Les bases de la fermentation japonaise : miso, tsukemono, natto

La cuisine japonaise est une cuisine de fermentation. Derrière presque chaque condiment, chaque sauce, chaque légume mariné se cache un processus ancestral qui transforme des ingrédients simples en bombes de saveur.

Pourquoi les Japonais fermentent tout

La fermentation au Japon n’est pas un choix tendance – c’est une nécessité historique. Dans un climat chaud et humide, la fermentation était le moyen le plus fiable de conserver les aliments avant la réfrigération. Le soja devenait miso et sauce soja. Les légumes devenaient tsukemono. Le riz devenait saké et vinaigre. Chaque produit fermenté était une assurance contre la famine.

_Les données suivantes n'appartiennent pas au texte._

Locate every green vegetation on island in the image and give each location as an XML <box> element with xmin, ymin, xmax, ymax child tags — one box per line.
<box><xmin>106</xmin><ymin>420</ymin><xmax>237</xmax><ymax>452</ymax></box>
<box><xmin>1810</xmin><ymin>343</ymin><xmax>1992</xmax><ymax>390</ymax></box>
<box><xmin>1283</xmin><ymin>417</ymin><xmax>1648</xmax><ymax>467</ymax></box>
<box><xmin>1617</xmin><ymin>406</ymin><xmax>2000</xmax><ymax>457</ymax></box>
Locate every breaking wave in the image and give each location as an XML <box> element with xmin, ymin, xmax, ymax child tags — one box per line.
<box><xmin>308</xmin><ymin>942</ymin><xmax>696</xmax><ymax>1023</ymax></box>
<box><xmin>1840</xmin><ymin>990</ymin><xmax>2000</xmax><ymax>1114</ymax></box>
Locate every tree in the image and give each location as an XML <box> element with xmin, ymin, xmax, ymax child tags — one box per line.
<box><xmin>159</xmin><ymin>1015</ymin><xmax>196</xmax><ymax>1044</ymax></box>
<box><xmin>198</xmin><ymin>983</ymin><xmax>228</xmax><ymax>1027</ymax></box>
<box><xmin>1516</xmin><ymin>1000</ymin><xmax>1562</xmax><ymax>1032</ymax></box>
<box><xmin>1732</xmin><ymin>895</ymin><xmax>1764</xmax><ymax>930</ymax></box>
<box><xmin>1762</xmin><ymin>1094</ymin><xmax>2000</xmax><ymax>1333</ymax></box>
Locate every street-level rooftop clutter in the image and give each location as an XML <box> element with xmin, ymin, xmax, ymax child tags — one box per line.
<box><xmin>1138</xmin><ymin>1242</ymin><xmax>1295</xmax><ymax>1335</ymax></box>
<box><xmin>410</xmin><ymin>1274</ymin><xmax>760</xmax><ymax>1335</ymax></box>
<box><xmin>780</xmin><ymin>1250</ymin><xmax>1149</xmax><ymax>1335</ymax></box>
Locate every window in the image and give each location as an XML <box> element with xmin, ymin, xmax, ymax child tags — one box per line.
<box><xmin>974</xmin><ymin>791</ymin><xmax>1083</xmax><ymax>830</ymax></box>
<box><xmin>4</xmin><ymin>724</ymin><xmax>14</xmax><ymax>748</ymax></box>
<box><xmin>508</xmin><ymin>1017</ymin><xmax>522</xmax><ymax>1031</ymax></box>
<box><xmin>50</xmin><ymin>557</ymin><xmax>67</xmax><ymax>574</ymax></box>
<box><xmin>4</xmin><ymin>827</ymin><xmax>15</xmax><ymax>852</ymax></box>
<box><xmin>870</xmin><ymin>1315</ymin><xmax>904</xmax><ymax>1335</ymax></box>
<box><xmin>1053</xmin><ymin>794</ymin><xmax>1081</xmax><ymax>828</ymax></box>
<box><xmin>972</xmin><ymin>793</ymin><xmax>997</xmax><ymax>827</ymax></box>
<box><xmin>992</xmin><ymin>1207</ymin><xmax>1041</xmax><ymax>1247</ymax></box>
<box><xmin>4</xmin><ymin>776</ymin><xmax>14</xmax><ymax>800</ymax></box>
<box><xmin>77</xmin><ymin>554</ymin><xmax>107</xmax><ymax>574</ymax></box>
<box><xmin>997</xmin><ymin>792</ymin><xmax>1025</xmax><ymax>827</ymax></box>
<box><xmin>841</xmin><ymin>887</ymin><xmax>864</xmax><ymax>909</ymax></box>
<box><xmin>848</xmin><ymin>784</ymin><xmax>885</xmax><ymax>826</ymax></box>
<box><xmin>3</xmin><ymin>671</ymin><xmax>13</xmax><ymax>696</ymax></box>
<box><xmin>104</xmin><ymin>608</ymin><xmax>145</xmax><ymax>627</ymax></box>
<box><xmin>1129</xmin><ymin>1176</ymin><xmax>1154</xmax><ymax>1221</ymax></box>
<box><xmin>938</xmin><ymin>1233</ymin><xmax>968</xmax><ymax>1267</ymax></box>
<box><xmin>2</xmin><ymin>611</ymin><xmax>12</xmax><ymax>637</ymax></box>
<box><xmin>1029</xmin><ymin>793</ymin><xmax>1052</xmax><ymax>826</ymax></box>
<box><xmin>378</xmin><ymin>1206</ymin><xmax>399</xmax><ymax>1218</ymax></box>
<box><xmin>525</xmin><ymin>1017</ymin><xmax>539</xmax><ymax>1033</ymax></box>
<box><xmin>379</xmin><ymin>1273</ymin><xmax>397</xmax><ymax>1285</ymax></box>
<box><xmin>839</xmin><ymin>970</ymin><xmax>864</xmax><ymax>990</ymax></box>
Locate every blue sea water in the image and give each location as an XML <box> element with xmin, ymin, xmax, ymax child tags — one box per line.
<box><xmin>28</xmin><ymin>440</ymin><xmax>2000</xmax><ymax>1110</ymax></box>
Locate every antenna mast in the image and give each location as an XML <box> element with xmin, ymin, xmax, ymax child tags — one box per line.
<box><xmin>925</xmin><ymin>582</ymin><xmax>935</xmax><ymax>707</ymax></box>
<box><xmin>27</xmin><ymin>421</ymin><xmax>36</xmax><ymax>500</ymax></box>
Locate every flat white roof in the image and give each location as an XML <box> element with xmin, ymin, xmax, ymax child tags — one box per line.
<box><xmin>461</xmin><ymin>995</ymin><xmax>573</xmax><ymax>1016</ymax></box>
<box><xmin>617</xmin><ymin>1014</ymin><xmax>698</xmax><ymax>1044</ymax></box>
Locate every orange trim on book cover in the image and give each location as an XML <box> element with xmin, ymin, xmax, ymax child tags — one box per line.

Mais la fermentation fait bien plus que conserver. Elle crée de l’umami – cette cinquième saveur que les Japonais ont identifiée en 1908 et qui est au cœur de leur gastronomie. Le miso, la sauce soja, le katsuobushi (bonite fermentée et séchée) – tous ces piliers de la cuisine japonaise sont des produits fermentés riches en glutamate naturel.

Le miso : l’or de la cuisine japonaise

Le miso est une pâte fermentée à base de soja, de sel et de koji (un champignon, Aspergillus oryzae). Sa fabrication traditionnelle prend entre 6 mois et 3 ans. Le résultat varie du shiro miso (blanc, doux, fermenté peu de temps) à l’aka miso (rouge sombre, puissant, fermenté longtemps).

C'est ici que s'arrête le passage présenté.